In [None]:
import pandas as pd
import matplotlib.pyplot as plt
import seaborn as sns
import numpy as np
import os

In [None]:
data_path = '../data'
# df = pd.read_csv("../data/consum_total_agregat.csv")
df = pd.read_parquet(os.path.join(data_path, 'parquet/1_ Consum total agregat.parquet'))
display(df.head())

In [None]:
# RENAME COLUMNS
df.columns = [
    "CensusSection", "District", "Municipality", "Date",
    "Use", "NumMeters", "Consumption_L_day"
]

display(df.head())

In [None]:
print(df.shape)
# There are 963419 rows and 7 columns in the dataset.

# NUMBER OF DUPLICATE ROWS
duplicate_rows = df.duplicated().sum()
print(f"Number of duplicate rows: {duplicate_rows}")

## Data Discovery

In [None]:
# CHECKING DATA TYPES AND NON-NULL COUNTS
display(df.info())

In [None]:
# SUMMARY STATISTICS
print("\nDescriptive statistics:")
display(df.describe())
print("\nUnique values per column:")
display(df.nunique())

In [None]:
# DATA TRANSFORMATION

# Date formatting
df["Date"] = pd.to_datetime(df["Date"], errors='coerce')

# Standardizing 'Use' column
df["Use"] = df["Use"].replace({
    "Domèstic/Doméstico/Domestic": "Domestic",
    "Comercial/Comercial/Commercial": "Commercial",
    "Industrial/Industrial/Industrial": "Industrial"
})

display(df.head())

In [None]:
# District normalization
print(df["District"].value_counts()) # shows that some districts are formatted differently

df["District"] = df["District"].replace(">", np.nan)
df["District"] = pd.to_numeric(df["District"], errors="coerce")
df.loc[~df["District"].between(1, 10), "District"] = np.nan

print(df["District"].value_counts())


In [None]:
district_map = {
    1: "Ciutat Vella",
    2: "L'Eixample",
    3: "Sants-Montjuïc",
    4: "Les Corts",
    5: "Sarrià-Sant Gervasi",
    6: "Gràcia",
    7: "Horta-Guinardó",
    8: "Nou Barris",
    9: "Sant Andreu",
    10: "Sant Martí"
}

df["District_Name"] = df["District"].map(district_map)
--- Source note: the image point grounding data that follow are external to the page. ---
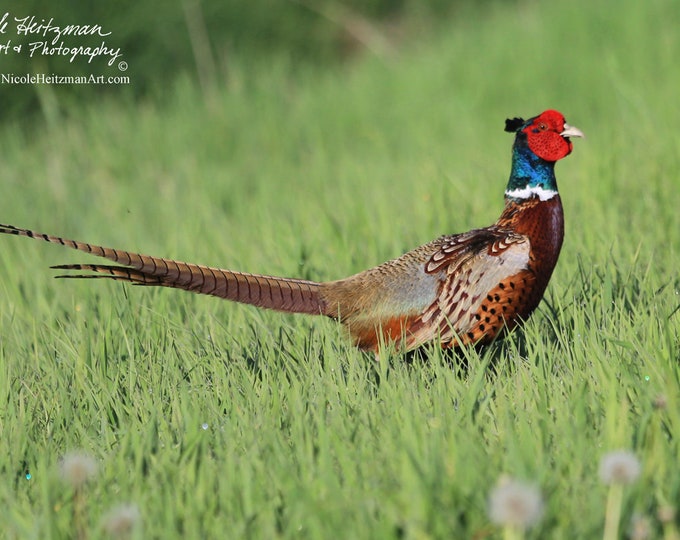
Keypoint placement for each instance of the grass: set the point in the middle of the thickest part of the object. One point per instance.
(220, 421)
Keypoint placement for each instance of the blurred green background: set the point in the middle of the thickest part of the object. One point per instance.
(201, 39)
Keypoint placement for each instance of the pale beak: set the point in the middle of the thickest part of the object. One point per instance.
(571, 131)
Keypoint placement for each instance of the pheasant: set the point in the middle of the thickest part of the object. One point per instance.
(458, 289)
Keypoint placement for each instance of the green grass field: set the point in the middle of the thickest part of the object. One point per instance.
(222, 421)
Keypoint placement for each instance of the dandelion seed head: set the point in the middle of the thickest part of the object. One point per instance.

print(df[["District", "District_Name"]].sample(5))

In [None]:
# ONLY KEEP RELEVANT COLUMNS
df = df[["CensusSection", "District", "District_Name", "Date", "Use", "NumMeters", "Consumption_L_day"]]

In [None]:
# HANDLING MISSING VALUES
print("\nMissing values per column:")
print(df.isnull().sum())

# Do nothing for now, just report missing values

## EDA

In [None]:
# Use pie chart distribution / distribution of consumption by use type

use_colors = {
    "Domestic": "skyblue",
    "Commercial": "green",
    "Industrial": "orange"
}

uses_order = ["Domestic", "Commercial", "Industrial"]
use_count = df["Use"].value_counts().reindex(uses_order)
use_share = df.groupby("Use")["Consumption_L_day"].sum().reindex(uses_order)

fig, axes = plt.subplots(1, 2, figsize=(14, 6))

axes[0].pie(
    use_count,
    labels=use_count.index,
    autopct='%1.1f%%',
    startangle=90,
    counterclock=False,
    colors=[use_colors[u] for u in use_count.index]
)
axes[0].set_title("Distribution of Records by Use Type")

axes[1].pie(
    use_share,
    labels=use_share.index,
    autopct='%1.1f%%',
    startangle=90,
    counterclock=False, 
    colors=[use_colors[u] for u in use_count.index]
)
axes[1].set_title("Share of Total Water Consumption by Use Type")

plt.tight_layout()
plt.show()

In [None]:
# District distribution
district_colors = {
    name: plt.cm.tab10(i)  # use matplotlib tab10 colormap
    for i, name in enumerate(district_map.values())
}

districts_order = list(district_map.values())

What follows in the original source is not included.